Rhyme spat out, “Look at the STO — there’s a period after ‘Kill Room,’ not a comma! ‘Suite twelve hundred’ doesn’t modify it. They’re separate places.” He continued, “Okay, this is all making sense now. What’s the one problem with drone strikes?”

“Collateral damage,” Sachs said.

“Exactly. A missile takes out terrorists but it also kills innocent people. Very bad for America’s image. NIOS contracted with Walker Defense to come up with a drone that minimizes collateral. Using a precision rifle with a very big bullet.”

Sellitto said, “But they fucked up. There was collateral.”

“The Moreno assassination was a fluke,” Rhyme said. “Who could’ve anticipated broken glass would be lethal?”

Sellitto gave a laugh. “You know, Amelia, you were right. This was a million-dollar bullet. Literally. Hell, given what drones cost, it’s probably a ten-million-dollar bullet.”

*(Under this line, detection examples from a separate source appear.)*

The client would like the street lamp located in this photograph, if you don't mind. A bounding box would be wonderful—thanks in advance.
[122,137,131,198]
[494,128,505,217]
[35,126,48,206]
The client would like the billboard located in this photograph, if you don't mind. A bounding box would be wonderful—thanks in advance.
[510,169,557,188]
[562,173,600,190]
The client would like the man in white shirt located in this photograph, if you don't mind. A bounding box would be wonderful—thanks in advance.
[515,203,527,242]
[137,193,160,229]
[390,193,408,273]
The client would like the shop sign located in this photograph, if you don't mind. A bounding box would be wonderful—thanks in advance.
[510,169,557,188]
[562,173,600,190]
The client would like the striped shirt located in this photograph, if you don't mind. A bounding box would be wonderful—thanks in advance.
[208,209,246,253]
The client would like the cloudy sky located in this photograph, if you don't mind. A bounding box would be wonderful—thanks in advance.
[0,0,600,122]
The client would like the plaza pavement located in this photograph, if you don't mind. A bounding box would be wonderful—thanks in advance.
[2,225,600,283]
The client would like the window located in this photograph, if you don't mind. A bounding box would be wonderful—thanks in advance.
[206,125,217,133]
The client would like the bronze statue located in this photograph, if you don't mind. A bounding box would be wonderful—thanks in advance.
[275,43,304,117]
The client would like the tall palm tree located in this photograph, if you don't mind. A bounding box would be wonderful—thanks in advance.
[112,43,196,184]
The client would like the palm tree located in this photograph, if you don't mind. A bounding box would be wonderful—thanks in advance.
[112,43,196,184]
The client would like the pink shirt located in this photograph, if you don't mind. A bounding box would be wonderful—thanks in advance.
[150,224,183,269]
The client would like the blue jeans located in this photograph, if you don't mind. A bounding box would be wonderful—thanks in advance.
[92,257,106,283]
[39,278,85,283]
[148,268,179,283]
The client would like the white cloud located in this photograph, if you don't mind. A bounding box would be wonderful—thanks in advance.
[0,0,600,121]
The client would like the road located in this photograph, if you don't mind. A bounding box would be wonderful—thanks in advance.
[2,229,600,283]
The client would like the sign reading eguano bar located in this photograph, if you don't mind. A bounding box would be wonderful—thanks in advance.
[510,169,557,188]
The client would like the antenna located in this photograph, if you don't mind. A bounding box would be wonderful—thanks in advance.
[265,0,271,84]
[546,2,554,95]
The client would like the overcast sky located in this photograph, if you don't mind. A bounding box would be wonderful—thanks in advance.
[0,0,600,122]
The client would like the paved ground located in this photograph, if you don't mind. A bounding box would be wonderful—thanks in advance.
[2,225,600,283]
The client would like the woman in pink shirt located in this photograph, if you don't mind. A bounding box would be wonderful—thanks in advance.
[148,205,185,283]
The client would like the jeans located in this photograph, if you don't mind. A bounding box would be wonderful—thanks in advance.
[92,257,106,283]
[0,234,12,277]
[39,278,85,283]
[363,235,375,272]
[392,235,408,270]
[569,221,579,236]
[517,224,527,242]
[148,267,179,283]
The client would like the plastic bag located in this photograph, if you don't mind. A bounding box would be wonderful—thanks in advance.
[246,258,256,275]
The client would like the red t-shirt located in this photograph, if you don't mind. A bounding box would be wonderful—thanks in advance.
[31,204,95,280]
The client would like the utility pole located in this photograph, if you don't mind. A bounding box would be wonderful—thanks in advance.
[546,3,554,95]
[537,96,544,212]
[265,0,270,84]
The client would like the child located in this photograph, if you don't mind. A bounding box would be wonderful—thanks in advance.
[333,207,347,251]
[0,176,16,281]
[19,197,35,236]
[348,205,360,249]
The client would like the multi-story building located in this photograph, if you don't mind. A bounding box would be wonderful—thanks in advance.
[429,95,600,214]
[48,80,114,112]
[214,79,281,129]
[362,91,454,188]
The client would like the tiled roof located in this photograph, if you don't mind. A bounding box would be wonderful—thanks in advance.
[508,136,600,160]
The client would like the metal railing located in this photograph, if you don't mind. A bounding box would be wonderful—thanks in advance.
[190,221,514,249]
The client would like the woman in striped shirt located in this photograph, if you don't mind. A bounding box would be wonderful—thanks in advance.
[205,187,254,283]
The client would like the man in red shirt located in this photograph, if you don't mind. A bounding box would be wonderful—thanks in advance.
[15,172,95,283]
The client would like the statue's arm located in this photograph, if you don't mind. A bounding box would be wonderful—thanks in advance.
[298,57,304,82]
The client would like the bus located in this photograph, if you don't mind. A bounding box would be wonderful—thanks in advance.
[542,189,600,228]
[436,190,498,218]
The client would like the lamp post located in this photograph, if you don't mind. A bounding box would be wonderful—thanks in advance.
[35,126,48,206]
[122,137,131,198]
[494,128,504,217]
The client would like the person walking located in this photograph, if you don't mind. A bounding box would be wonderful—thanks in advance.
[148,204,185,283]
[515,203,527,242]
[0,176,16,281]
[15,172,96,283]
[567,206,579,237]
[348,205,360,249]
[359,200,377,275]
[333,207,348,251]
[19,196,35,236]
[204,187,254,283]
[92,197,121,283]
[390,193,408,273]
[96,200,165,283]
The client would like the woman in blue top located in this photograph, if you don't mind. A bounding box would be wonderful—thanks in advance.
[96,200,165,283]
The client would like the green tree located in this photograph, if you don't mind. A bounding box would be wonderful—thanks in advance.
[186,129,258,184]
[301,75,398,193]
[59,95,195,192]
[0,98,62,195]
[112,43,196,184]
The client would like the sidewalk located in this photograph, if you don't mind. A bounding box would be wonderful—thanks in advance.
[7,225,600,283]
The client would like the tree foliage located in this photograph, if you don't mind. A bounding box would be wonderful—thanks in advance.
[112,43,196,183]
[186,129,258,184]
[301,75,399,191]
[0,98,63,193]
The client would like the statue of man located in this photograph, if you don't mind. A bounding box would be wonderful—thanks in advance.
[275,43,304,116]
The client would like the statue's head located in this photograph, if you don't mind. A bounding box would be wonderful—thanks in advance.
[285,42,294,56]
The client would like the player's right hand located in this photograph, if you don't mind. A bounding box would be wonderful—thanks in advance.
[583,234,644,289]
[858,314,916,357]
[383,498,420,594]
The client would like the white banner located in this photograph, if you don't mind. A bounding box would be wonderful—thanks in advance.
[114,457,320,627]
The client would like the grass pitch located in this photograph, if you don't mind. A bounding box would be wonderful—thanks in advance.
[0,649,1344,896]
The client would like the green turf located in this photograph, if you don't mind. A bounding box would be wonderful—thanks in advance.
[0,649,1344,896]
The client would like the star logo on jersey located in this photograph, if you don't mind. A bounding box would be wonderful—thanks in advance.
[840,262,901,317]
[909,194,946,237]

“How’d you guess?” Nance Laurel asked.

“Guess?” Sachs offered acerbically.

But Rhyme didn’t need any defense. He was delighted with his deduction and was happy to explain:

“Trees. I was thinking of trees. There was poisonwood leaf trace on the bullet. I saw the tree outside the window of the suite. All the branches up to about twenty-five feet or so were cut back — because the hotel didn’t want anyone touching the leaves. That meant the bullet struck Moreno at a very steep downward angle — probably forty-five degrees. That was too acute even for a shooter on the spit to aim high to correct for gravity. It meant the bullet came from the air.